# Baseline Char RNN
***

## 1. Import Text Data

In [1]:
total = ""
data = ""

In [2]:
import os
directory = "texts/individual/"
files = []
for filename in os.listdir(directory):
    if filename.endswith(".txt"):
        with open (directory+filename, "r") as myfile:
            data = myfile.read().replace('\n', ' ')
        files.append(filename)
    total = total + data

In [3]:
# Replace commas
total = total.replace("\xe2\x80\x99", "\'")
# Replace ...
total = total.replace("\xe2\x80\xa6", "...")
# Replace backslashes
total = total.replace("\\", "")
# Convert to lowercase
total = total.lower()

In [4]:
files

['oh-the-places-youll-go.txt',
 'wocket-in-my-pocket.txt',
 'hop-on-pop.txt',
 'cat-in-a-hat.txt',
 'how-the-grinch-stole-christmas.txt',
 'one-fish-two-fish-red-fish-blue-fish.txt',
 'fox-in-socks.txt',
 'green-eggs-and-ham.txt']

In [5]:
total

'congratulations! today is your day. you\'re off to great places! you\'re off and away!  you have brains in your head. you have feet in your shoes. you can steer yourself  any direction you choose. you\'re on your own. and you know what you know. and you are the guy who\'ll decide where to go.  you\'ll look up and down streets. look \'em over with care. about some you will say, "i don\'t choose to go there." with your head full of brains and your shoes full of feet,  you\'re too smart to go down any not-so-good street.  and you may not find any you\'ll want to go down. in that case, of course, you\'ll head straight out of town.  it\'s opener there in the wide open air.  out there things can happen and frequently do to people as brainy and footsy as you.  and then things start to happen, don\'t worry. don\'t stew. just go right along. you\'ll start happening too.  oh! the places you\'ll go!  you\'ll be on y our way up! you\'ll be seeing great sights! you\'ll join the high fliers who soa

## 2. Create Char Dictionary

In [6]:
def create_dict(texts):
    wl = {}
    for char in texts:
        if char not in wl:
            wl[char] = 1
        else:
            wl[char] += 1
    return wl

In [7]:
import operator
d = create_dict(total)
sorted_d = sorted(d.items(), key=lambda x: x[1], reverse=True)

In [8]:
print('Dictionary Size: %d' % len(sorted_d))

Dictionary Size: 46


In [9]:
print('Dictionary:\n %s' % sorted_d)

Dictionary:
 [(' ', 7706), ('e', 2920), ('t', 2509), ('o', 2487), ('a', 2039), ('h', 1949), ('i', 1825), ('n', 1737), ('s', 1608), ('l', 1304), ('r', 1105), ('d', 1089), ('w', 898), ('u', 877), ('.', 822), ('m', 694), ('y', 644), ('c', 585), ('g', 532), ('k', 523), ('b', 447), (',', 429), ('p', 415), ('f', 414), ('!', 328), ('"', 184), ("'", 173), ('v', 126), ('x', 90), ('?', 84), ('-', 61), ('z', 35), ('j', 30), ('q', 21), (':', 2), ('\xef', 1), (')', 1), ('(', 1), ('/', 1), ('3', 1), ('4', 1), ('9', 1), ('8', 1), (';', 1), ('\xbf', 1), ('\xbd', 1)]
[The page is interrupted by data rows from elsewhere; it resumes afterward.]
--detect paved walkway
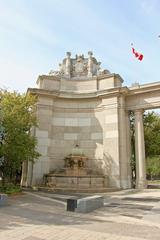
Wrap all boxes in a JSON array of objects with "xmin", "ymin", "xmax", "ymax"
[{"xmin": 1, "ymin": 189, "xmax": 160, "ymax": 240}]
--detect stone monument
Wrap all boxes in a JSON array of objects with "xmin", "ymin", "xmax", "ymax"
[{"xmin": 21, "ymin": 51, "xmax": 160, "ymax": 191}]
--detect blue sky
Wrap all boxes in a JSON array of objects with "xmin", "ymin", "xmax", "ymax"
[{"xmin": 0, "ymin": 0, "xmax": 160, "ymax": 92}]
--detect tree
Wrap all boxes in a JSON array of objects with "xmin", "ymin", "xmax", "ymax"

## 3. Vectorize on Char Dict

In [10]:
SEQ_LENGTH = 100

In [11]:
characters = []
for pair in sorted_d:
    characters.append(pair[0])

In [12]:
n_to_char = {n:char for n, char in enumerate(characters)}
char_to_n = {char:n for n, char in enumerate(characters)}

In [13]:
import numpy as np
from keras.utils import np_utils
X = []
Y = []
length = len(total)
for i in range(0, length - SEQ_LENGTH, 1):
    sequence = total[i:i + SEQ_LENGTH]
    label = total[i + SEQ_LENGTH]
    X.append([char_to_n[char] for char in sequence])
    Y.append(char_to_n[label])

Using TensorFlow backend.


In [14]:
X_mod = np.reshape(X, (len(X), SEQ_LENGTH, 1))
X_mod = X_mod / float(len(characters))
Y_mod = np_utils.to_categorical(Y)

In [15]:
X_mod.shape

(36603, 100, 1)

## 4. LSTM Model

In [16]:
from keras.models import Sequential
from keras.layers import Dense
from keras.layers import Dropout
from keras.layers import LSTM
from keras.utils import np_utils

In [17]:
model = Sequential()
model.add(LSTM(400, input_shape=(X_mod.shape[1], X_mod.shape[2]), return_sequences=True))
model.add(Dropout(0.2))
model.add(LSTM(400))
model.add(Dropout(0.2))
model.add(Dense(Y_mod.shape[1], activation = 'softmax'))
model.compile(loss='categorical_crossentropy', optimizer='adam')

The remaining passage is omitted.